那玩意的消耗實在太恐怖了,即便是對術法能量不敏感的阿克麥瑟,也清晰感受到黃金甲上面瘋狂消耗的術法能量。
不過帥旗的虛影還一直維持著,這是作為一個顯著地標,幫助那些金斯利家族精銳向自己集結抱團,應對崩潰的局勢和敵人的瘋狂反撲。
“這才是戰役神器的真正威力?”騎著黑項圈置身高空,縱覽全局的肖恩,情不自禁的瞪大了眼睛,心中有一萬只羊駝奔騰而過。
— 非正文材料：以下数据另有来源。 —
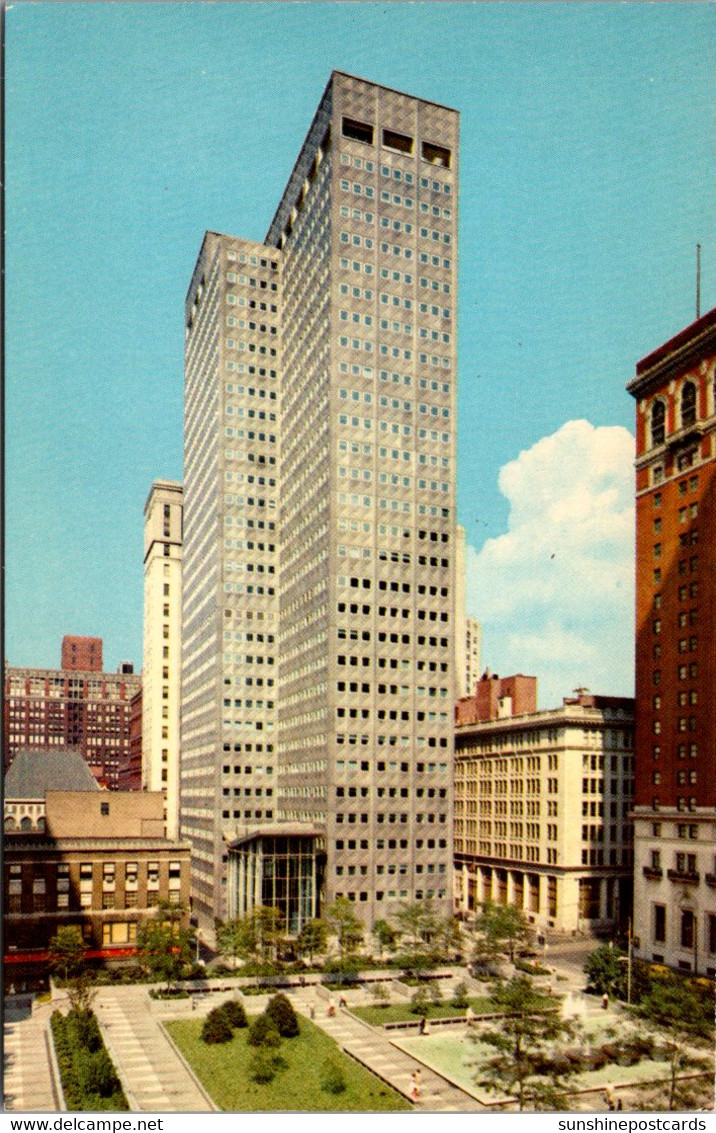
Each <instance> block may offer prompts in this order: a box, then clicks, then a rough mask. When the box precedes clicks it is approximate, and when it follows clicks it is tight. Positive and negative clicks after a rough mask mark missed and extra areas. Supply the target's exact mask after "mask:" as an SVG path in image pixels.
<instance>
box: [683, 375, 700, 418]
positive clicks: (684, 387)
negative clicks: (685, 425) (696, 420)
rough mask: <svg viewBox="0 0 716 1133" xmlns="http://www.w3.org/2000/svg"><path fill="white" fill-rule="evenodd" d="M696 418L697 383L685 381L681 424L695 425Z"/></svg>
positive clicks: (683, 385)
mask: <svg viewBox="0 0 716 1133" xmlns="http://www.w3.org/2000/svg"><path fill="white" fill-rule="evenodd" d="M694 420H696V385H694V384H693V382H684V384H683V389H682V391H681V424H682V426H685V425H693V423H694Z"/></svg>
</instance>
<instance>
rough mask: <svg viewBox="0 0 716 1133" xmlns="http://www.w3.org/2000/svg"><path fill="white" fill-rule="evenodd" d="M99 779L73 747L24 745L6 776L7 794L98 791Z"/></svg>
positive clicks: (22, 795)
mask: <svg viewBox="0 0 716 1133" xmlns="http://www.w3.org/2000/svg"><path fill="white" fill-rule="evenodd" d="M99 790H100V787H99V785H97V782H96V780H95V777H94V775H93V774H92V772H91V770H90V768H88V767H87V764H86V763H85V760H84V759H83V757H82V756H80V753H79V751H76V750H75V749H74V748H24V749H23V750H20V751H18V753H17V755H16V757H15V759H14V760H12V763H11V764H10V766H9V767H8V770H7V772H6V776H5V798H6V801H7V800H10V799H44V796H45V793H46V792H48V791H99Z"/></svg>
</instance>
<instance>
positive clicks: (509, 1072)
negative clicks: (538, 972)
mask: <svg viewBox="0 0 716 1133" xmlns="http://www.w3.org/2000/svg"><path fill="white" fill-rule="evenodd" d="M491 1000H492V1002H491V1011H493V1012H495V1013H496V1014H500V1016H501V1019H500V1023H498V1026H497V1029H496V1030H487V1031H484V1030H481V1031H480V1033H479V1041H480V1042H487V1043H488V1045H489V1046H492V1047H494V1048H495V1050H496V1051H497V1054H496V1055H495V1056H494V1057H493V1058H489V1059H488V1060H487V1063H486V1064H485V1066H483V1067H481V1071H483V1073H481V1076H480V1077H478V1084H480V1085H483V1087H484V1088H485V1089H487V1090H498V1091H500V1092H505V1091H515V1092H517V1097H518V1102H519V1109H520V1113H522V1110H523V1109H525V1108H526V1107H529V1108H530V1109H553V1108H560V1106H561V1104H562V1098H563V1093H564V1083H565V1080H566V1077H568V1076H569V1075H570V1074H571V1073H573V1068H572V1066H571V1065H570V1064H569V1062H568V1060H566V1059H560V1060H557V1059H556V1058H554V1056H553V1054H552V1051H551V1050H549V1047H551V1046H552V1045H553V1043H554V1042H555V1041H556V1040H557V1039H560V1038H569V1037H571V1036H572V1034H573V1033H574V1029H573V1026H572V1024H571V1023H569V1022H566V1021H565V1020H563V1019H562V1017H561V1014H560V1004H559V1002H555V999H554V998H553V997H552V996H546V995H543V994H542V993H540V991H537V990H536V989H535V988H534V987H532V983H531V980H529V979H528V978H527V977H525V976H519V977H517V978H514V979H512V980H510V981H509V982H508V983H505V985H503V986H501V987H497V988H495V989H494V990H493V993H492V996H491ZM470 1038H472V1040H474V1041H475V1037H474V1036H470Z"/></svg>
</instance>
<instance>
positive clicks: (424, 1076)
mask: <svg viewBox="0 0 716 1133" xmlns="http://www.w3.org/2000/svg"><path fill="white" fill-rule="evenodd" d="M291 1000H292V1003H293V1005H295V1006H296V1007H297V1010H298V1011H299V1012H301V1013H302V1014H304V1015H307V1016H310V1008H312V1006H313V1007H314V1008H315V1019H314V1020H313V1022H314V1023H315V1024H316V1026H319V1028H321V1030H323V1031H325V1032H326V1034H330V1036H331V1038H332V1039H334V1040H335V1042H338V1045H339V1046H340V1047H341V1048H342V1049H343V1050H344V1051H346V1053H347V1054H349V1055H351V1056H352V1057H353V1058H356V1060H357V1062H359V1063H361V1064H363V1065H364V1066H367V1068H368V1070H370V1071H373V1073H374V1074H377V1076H378V1077H381V1079H382V1080H383V1081H384V1082H387V1083H389V1085H392V1087H393V1089H394V1090H398V1092H399V1093H402V1094H403V1096H404V1097H407V1098H409V1097H410V1091H411V1088H412V1074H414V1073H415V1071H420V1097H419V1099H418V1101H417V1104H416V1109H419V1110H423V1111H425V1113H463V1114H464V1113H485V1111H486V1107H485V1106H481V1105H480V1104H479V1101H477V1099H476V1098H472V1097H471V1096H470V1094H469V1093H466V1091H464V1090H460V1089H459V1088H458V1087H455V1085H452V1084H451V1083H450V1082H448V1081H446V1080H445V1079H444V1077H442V1076H441V1075H440V1074H436V1073H435V1071H432V1070H429V1068H428V1067H427V1066H424V1065H423V1063H419V1062H418V1060H417V1059H416V1058H411V1057H410V1055H407V1054H404V1051H402V1050H399V1049H398V1047H394V1046H393V1043H392V1042H391V1041H390V1039H389V1038H386V1036H385V1034H384V1033H383V1032H381V1030H378V1029H377V1028H372V1026H368V1024H367V1023H364V1022H363V1021H361V1020H358V1019H356V1017H355V1016H353V1015H350V1014H349V1013H348V1012H347V1011H340V1010H339V1011H336V1013H335V1015H334V1016H333V1017H332V1019H330V1017H329V1015H327V1013H326V1002H325V999H322V998H319V997H318V996H317V995H316V993H315V991H314V990H313V989H309V988H306V989H304V990H301V991H299V993H293V994H292V995H291Z"/></svg>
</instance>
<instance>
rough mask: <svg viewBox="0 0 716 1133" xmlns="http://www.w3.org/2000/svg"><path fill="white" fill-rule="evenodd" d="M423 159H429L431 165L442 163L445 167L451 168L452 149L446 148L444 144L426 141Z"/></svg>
mask: <svg viewBox="0 0 716 1133" xmlns="http://www.w3.org/2000/svg"><path fill="white" fill-rule="evenodd" d="M423 159H424V161H429V163H431V165H442V167H443V168H444V169H450V159H451V153H450V150H446V148H445V147H444V146H442V145H434V144H433V143H432V142H424V143H423Z"/></svg>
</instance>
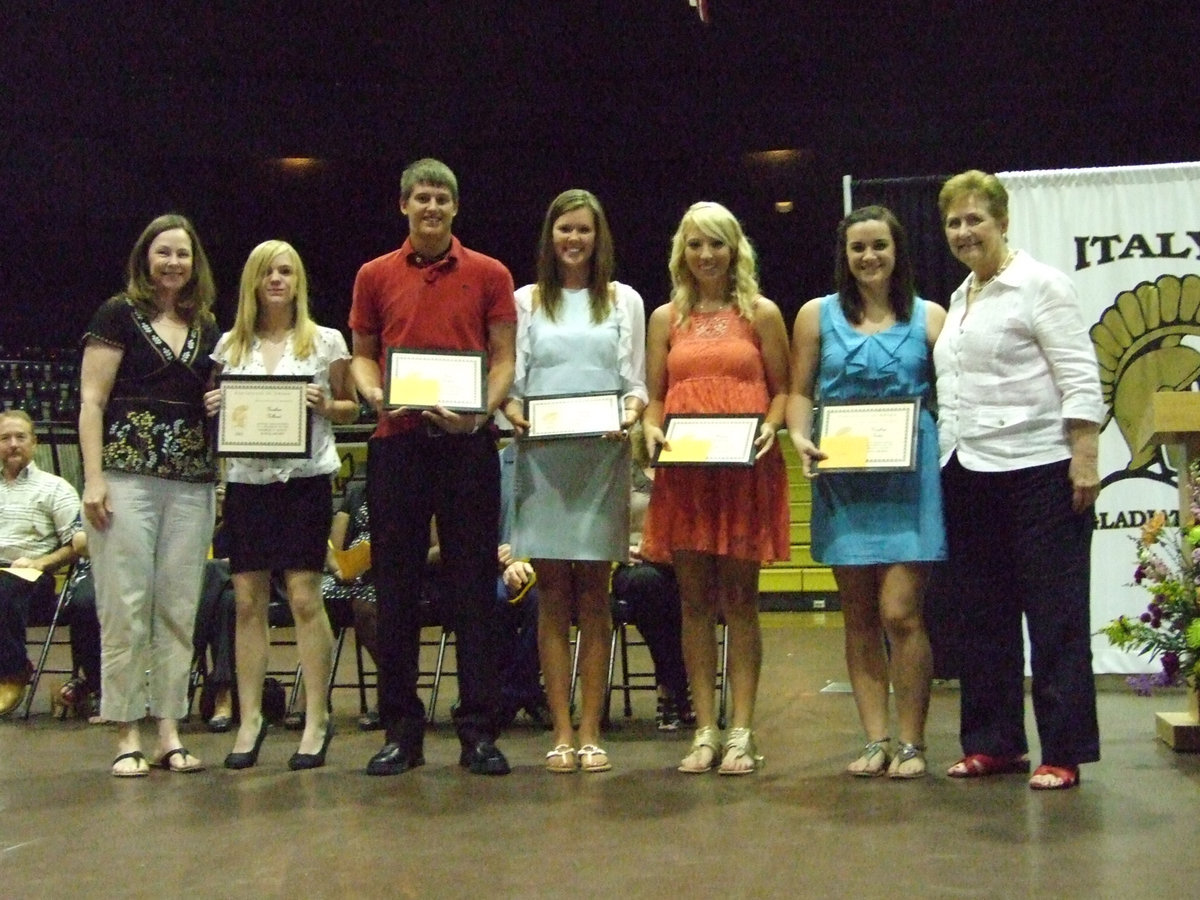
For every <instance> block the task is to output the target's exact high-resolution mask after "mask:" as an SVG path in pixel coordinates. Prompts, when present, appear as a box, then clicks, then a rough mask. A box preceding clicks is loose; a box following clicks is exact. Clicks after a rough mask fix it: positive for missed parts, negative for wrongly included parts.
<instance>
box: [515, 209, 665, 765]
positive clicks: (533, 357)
mask: <svg viewBox="0 0 1200 900" xmlns="http://www.w3.org/2000/svg"><path fill="white" fill-rule="evenodd" d="M612 271H613V251H612V235H611V233H610V230H608V223H607V221H606V220H605V215H604V209H602V208H601V206H600V202H599V200H598V199H596V198H595V197H594V196H593V194H592V193H589V192H588V191H581V190H572V191H564V192H563V193H560V194H559V196H558V197H556V198H554V202H553V203H551V205H550V209H548V210H547V211H546V218H545V222H544V223H542V229H541V240H540V242H539V251H538V283H536V284H528V286H526V287H523V288H521V289H520V290H517V292H516V300H517V364H516V379H515V382H514V385H512V395H511V396H510V397H509V400H508V401H506V403H505V407H504V413H505V415H506V416H508V418H509V420H510V421H511V422H512V425H514V428H515V431H516V433H517V437H518V439H520V444H518V452H517V462H516V473H515V484H514V491H515V496H516V524H515V529H514V536H512V550H514V554H515V556H518V557H524V558H529V559H532V560H533V568H534V571H535V572H536V576H538V583H539V587H540V592H541V594H540V601H539V602H540V608H539V617H538V649H539V656H540V658H541V670H542V677H544V678H545V682H546V697H547V701H548V703H550V709H551V715H552V718H553V722H554V749H553V750H551V751H550V752H548V754H547V755H546V768H547V769H550V770H551V772H576V770H578V769H582V770H583V772H606V770H608V769H611V768H612V766H611V764H610V762H608V755H607V754H606V752H605V751H604V749H601V746H600V718H601V715H602V712H604V696H605V690H606V689H607V686H608V679H607V674H608V670H607V665H608V644H610V641H611V635H612V616H611V612H610V606H608V574H610V570H611V568H612V565H611V564H612V562H614V560H619V562H623V560H625V559H626V557H628V553H629V544H628V539H629V472H630V455H629V440H628V428H629V427H630V426H632V425H634V422H636V421H637V420H638V418H640V416H641V413H642V409H643V408H644V406H646V313H644V306H643V304H642V298H641V296H640V295H638V294H637V292H636V290H634V289H632V288H630V287H628V286H625V284H620V283H619V282H616V281H613V280H612ZM599 391H613V392H617V394H619V395H620V406H622V421H620V426H622V427H620V430H619V431H614V432H611V433H607V434H604V436H602V437H582V438H558V439H553V440H535V439H530V438H526V437H523V436H524V433H526V431H527V430H528V426H529V424H528V421H527V420H526V409H524V401H526V398H533V397H539V396H550V395H572V394H592V392H599ZM572 612H574V613H575V614H576V616H577V619H578V625H580V679H581V692H582V703H581V715H580V728H578V736H577V738H578V739H577V740H576V733H575V730H574V728H572V726H571V710H570V680H571V659H570V644H569V637H568V634H569V630H570V624H571V614H572Z"/></svg>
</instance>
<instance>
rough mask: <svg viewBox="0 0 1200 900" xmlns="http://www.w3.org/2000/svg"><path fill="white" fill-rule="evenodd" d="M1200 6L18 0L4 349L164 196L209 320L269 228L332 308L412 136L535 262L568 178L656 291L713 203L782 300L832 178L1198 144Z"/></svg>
mask: <svg viewBox="0 0 1200 900" xmlns="http://www.w3.org/2000/svg"><path fill="white" fill-rule="evenodd" d="M1198 6H1200V5H1196V4H1192V2H1180V4H1174V2H1163V1H1159V0H1147V1H1146V2H1121V4H1086V2H1074V1H1073V0H1067V1H1064V2H1039V4H1030V2H1000V1H992V2H972V1H962V2H956V4H948V2H931V4H906V2H845V4H827V2H805V1H804V0H794V1H793V2H784V1H778V2H738V1H737V0H710V8H712V23H710V24H709V25H707V26H706V25H703V24H702V23H701V22H700V19H698V17H697V14H696V12H695V11H694V10H692V8H691V7H690V6H688V2H686V0H536V1H533V0H510V1H509V2H493V1H492V0H458V1H455V0H444V1H443V2H404V1H402V0H396V1H392V2H354V0H341V2H329V4H305V2H288V4H283V2H280V4H257V2H256V4H246V2H194V1H193V2H190V4H173V2H154V4H150V2H146V4H110V2H102V1H101V0H92V1H91V2H83V1H80V2H38V4H35V2H23V1H20V0H8V1H7V2H5V4H4V5H2V6H0V310H2V312H0V346H4V347H6V348H16V347H25V346H40V347H55V346H73V344H74V343H76V342H77V340H78V336H79V334H80V332H82V330H83V328H84V325H85V324H86V320H88V317H89V316H90V313H91V311H92V310H94V308H95V307H96V306H97V305H98V304H100V302H101V301H102V300H103V299H104V298H106V296H108V295H110V294H112V293H114V292H115V290H118V289H119V288H120V287H121V284H122V281H124V275H122V271H124V264H125V258H126V256H127V253H128V248H130V246H131V245H132V244H133V241H134V239H136V238H137V235H138V233H139V232H140V229H142V228H143V227H144V226H145V223H146V222H148V221H149V220H150V218H152V217H154V216H156V215H158V214H161V212H164V211H168V210H174V211H180V212H184V214H186V215H188V216H191V217H192V218H193V221H194V222H196V224H197V228H198V230H199V233H200V236H202V240H203V241H204V244H205V248H206V250H208V252H209V256H210V259H211V262H212V266H214V270H215V275H216V278H217V286H218V292H220V296H221V300H220V302H218V307H217V314H218V319H220V322H221V324H222V325H228V324H229V322H230V320H232V313H233V306H234V301H235V293H236V282H238V277H239V275H240V270H241V264H242V262H244V260H245V258H246V254H247V253H248V251H250V248H251V247H253V246H254V245H256V244H257V242H258V241H260V240H264V239H266V238H283V239H286V240H289V241H292V242H293V244H294V245H295V246H296V247H298V250H299V251H300V253H301V256H302V257H304V259H305V263H306V265H307V268H308V274H310V281H311V284H312V293H313V298H314V311H316V314H317V317H318V318H319V319H320V320H322V322H323V323H325V324H332V325H337V326H342V328H343V329H344V325H346V317H347V313H348V308H349V295H350V288H352V284H353V281H354V275H355V271H356V270H358V266H359V265H360V264H361V263H362V262H365V260H366V259H368V258H371V257H373V256H377V254H379V253H382V252H385V251H388V250H390V248H392V247H395V246H396V245H398V242H400V241H401V240H402V239H403V234H404V228H403V222H402V220H401V217H400V214H398V209H397V205H396V204H397V194H398V176H400V172H401V169H402V168H403V167H404V164H406V163H408V162H410V161H412V160H414V158H418V157H420V156H425V155H432V156H437V157H439V158H442V160H444V161H445V162H448V163H449V164H450V166H451V168H454V169H455V172H456V173H457V175H458V179H460V187H461V211H460V216H458V220H457V221H456V223H455V232H456V233H457V234H458V235H460V236H461V238H462V239H463V240H464V242H466V244H468V245H469V246H473V247H475V248H478V250H481V251H484V252H487V253H491V254H493V256H496V257H498V258H500V259H502V260H504V262H505V263H506V264H508V265H509V266H510V268H511V270H512V272H514V277H515V280H516V283H517V284H522V283H524V282H528V281H530V280H532V277H533V262H534V245H535V241H536V235H538V230H539V227H540V223H541V217H542V215H544V211H545V208H546V205H547V204H548V202H550V199H551V198H552V197H553V196H554V194H556V193H558V192H559V191H562V190H563V188H566V187H575V186H582V187H588V188H590V190H593V191H594V192H596V193H598V194H599V196H600V198H601V200H602V202H604V203H605V205H606V209H607V211H608V215H610V220H611V223H612V227H613V230H614V234H616V239H617V251H618V265H619V271H618V277H620V278H622V280H623V281H626V282H629V283H631V284H632V286H634V287H636V288H637V289H640V290H641V292H642V294H643V295H644V298H646V301H647V307H648V310H649V308H653V307H654V306H656V305H658V304H660V302H662V300H664V299H665V296H666V290H667V276H666V253H667V246H668V240H670V238H671V235H672V233H673V230H674V227H676V224H677V222H678V220H679V216H680V215H682V212H683V211H684V209H685V208H686V206H688V205H689V204H690V203H691V202H694V200H697V199H715V200H720V202H722V203H725V204H727V205H728V206H730V208H731V209H733V211H734V212H736V214H737V215H738V216H739V217H740V218H742V220H743V223H744V226H745V227H746V230H748V233H749V234H750V236H751V239H752V240H754V242H755V244H756V246H757V247H758V250H760V254H761V258H762V262H761V268H762V282H763V290H764V293H766V294H767V295H768V296H770V298H773V299H775V300H776V301H778V302H779V304H780V306H781V307H782V308H784V312H785V316H786V317H787V318H788V319H791V317H792V316H793V314H794V312H796V310H797V308H798V307H799V305H800V302H803V301H804V300H806V299H808V298H810V296H814V295H817V294H822V293H826V292H827V290H828V289H829V286H830V280H832V253H833V248H832V239H833V229H834V226H835V223H836V221H838V218H839V217H840V215H841V202H842V200H841V191H842V187H841V176H842V175H844V174H847V173H848V174H852V175H854V176H856V178H882V176H914V175H936V174H949V173H953V172H958V170H961V169H965V168H973V167H978V168H983V169H988V170H1006V169H1033V168H1060V167H1069V168H1074V167H1087V166H1120V164H1139V163H1162V162H1176V161H1183V160H1194V158H1198V154H1200V127H1198V109H1196V107H1198V98H1200V78H1198V70H1200V66H1198V64H1196V48H1198V46H1200V10H1198ZM772 150H790V151H793V152H791V154H790V155H787V157H786V158H785V160H784V162H772V157H764V156H754V154H763V152H764V151H772ZM282 157H312V158H313V160H316V161H317V162H316V163H313V164H311V166H310V167H307V168H304V169H290V168H288V167H286V166H284V164H281V163H280V162H278V160H281V158H282ZM776 200H791V202H792V203H793V204H794V211H792V212H791V214H787V215H781V214H778V212H775V211H774V203H775V202H776ZM1198 227H1200V223H1198ZM1014 235H1018V236H1016V239H1015V241H1014V242H1016V244H1018V245H1019V242H1020V241H1019V223H1014ZM926 290H928V292H929V293H930V296H931V299H937V300H941V301H943V302H944V301H946V298H944V296H937V295H936V294H937V293H940V292H941V290H942V288H941V287H937V288H936V292H935V290H931V289H930V288H926Z"/></svg>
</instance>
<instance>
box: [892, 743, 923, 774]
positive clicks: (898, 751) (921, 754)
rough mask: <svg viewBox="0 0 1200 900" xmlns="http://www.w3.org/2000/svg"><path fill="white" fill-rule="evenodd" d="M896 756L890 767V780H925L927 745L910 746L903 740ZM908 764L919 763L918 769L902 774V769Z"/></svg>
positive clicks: (915, 769)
他知道一旦與術法力量,尤其是無法用數字具體衡量的術法能量扯上關系的時候,一切都會變的不正常,已經充分往高處估計戰役神器的威力。
但是現在看來,他們依舊低估了戰役神器的神奇和威力。
他剛剛感受的分明,黃金甲發出的能量震蕩波中,有著類似于催眠洗腦一樣的波段,從而達到安神的效果。
這一刻,肖恩的思維甚至開了小差,蘭斯洛特王室的勇氣之劍,難道也是利用類似的手段,對麾下的士兵進行洗腦,從而達到,讓一名農夫擁有精銳士兵一樣勇氣的效果?
不過那張明晃晃的帥旗,同樣也為肖恩指明了方向,直接飛到了他的上空,將手中的黑火藥集束炸彈,一次性的拋投了出去。
這可是重達兩百公斤的黑火藥集束炸彈,里面更是捆綁了十根寶石炸彈。
量大份足,威力直追小型導彈。
爆炸時產生的沖擊波,即便是身在數百米的高空,肖恩也清晰的感受到了。
這種大當量,一次性爆炸產生的轟鳴,可不是先前城頭那種連環爆炸所能比擬的。
離的近的,就算是沒有被直接命中,也會被巨大的聲浪沖擊波,活生生震死。
那一瞬間,整個戰場似乎都停滯了。
“不……”
所有的金斯利家族士兵,都在吐出相同哀鳴。
在這種混亂的局面中,阿克麥瑟以及他的帥旗,已經成為了這些金斯利家族士兵的支柱。
現在這個支柱竟然要在他們的面前變成飛灰,這是讓人無法接受的。